Recuerdo haber leído cuentos tuyos en libros de los años 90, y sé que siempre escribiste y leíste mucha poesía. Hace un par de años, sin embargo, ganaste un premio con una obra de teatro. ¿La dramaturgia fue un camino reciente?
Si bien la narrativa es el género con el que mejor me identifico, creo que es necesario escuchar lo que la obra pide. A veces es poesía, a veces teatro, en el caso de otros autores es audiovisual. Me divierte que la gente me diga “¿pero vos eras poeta?”, “¿qué tenés que ver con el teatro?”, “te hacía narradora”.
En esta novela sos despiadada con el género policial. ¿Compartís esas opiniones de tu personaje?
No las comparto, particularmente en el caso de la narrativa policial uruguaya. Esta tiene un contenido social, político en sentido amplio, describe situaciones e incluye un tipo de denuncia que no ves en otras novelas.
¿Qué autores te gustan más? ¿Por qué?
Creo que todos tenemos una historia de amor literaria y musical. Hay cosas que me gustaban antes y que ahora no, y viceversa. Cuando me gusta un autor generalmente leo toda su obra, y a veces me canso. Creo que es mejor variar y leer con expectativas. Ahora me gustan Samanta Schweblin, Chuck Palahniuk, Olga Tocarczuk, Ferenc Karinthy, Alice Munro. Y muchos escritores uruguayos, Gustavo Espinosa, Mercedes Rosende, Mercedes Estramil, Hugo Fontana; creo que hay mucha variedad en estos tiempos. Algunos me han gustado mucho, pero como no leí más que un solo libro, no los nombro. Y estoy nombrando sólo narradores. Siempre me gustaron Carson McCullers, Roberto Bolaño, Onetti, Ian Mc Ewan y Natalia Ginzburg.
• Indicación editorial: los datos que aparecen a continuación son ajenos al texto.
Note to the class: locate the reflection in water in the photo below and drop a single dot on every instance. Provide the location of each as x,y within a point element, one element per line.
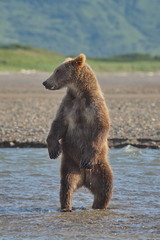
<point>29,198</point>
Antes me gustaban García Márquez, Thomas Hardy, Raymond Chandler, y otros que ahora no me atrevo a leer por miedo a que no me gusten más. No encuentro parentesco entre ellos.
Esta es tu cuarta novela. ¿Qué pasó con las anteriores? ¿Podremos leerlas?
Una de ellas se convirtió en un cuento. Las otras dos, podría ser.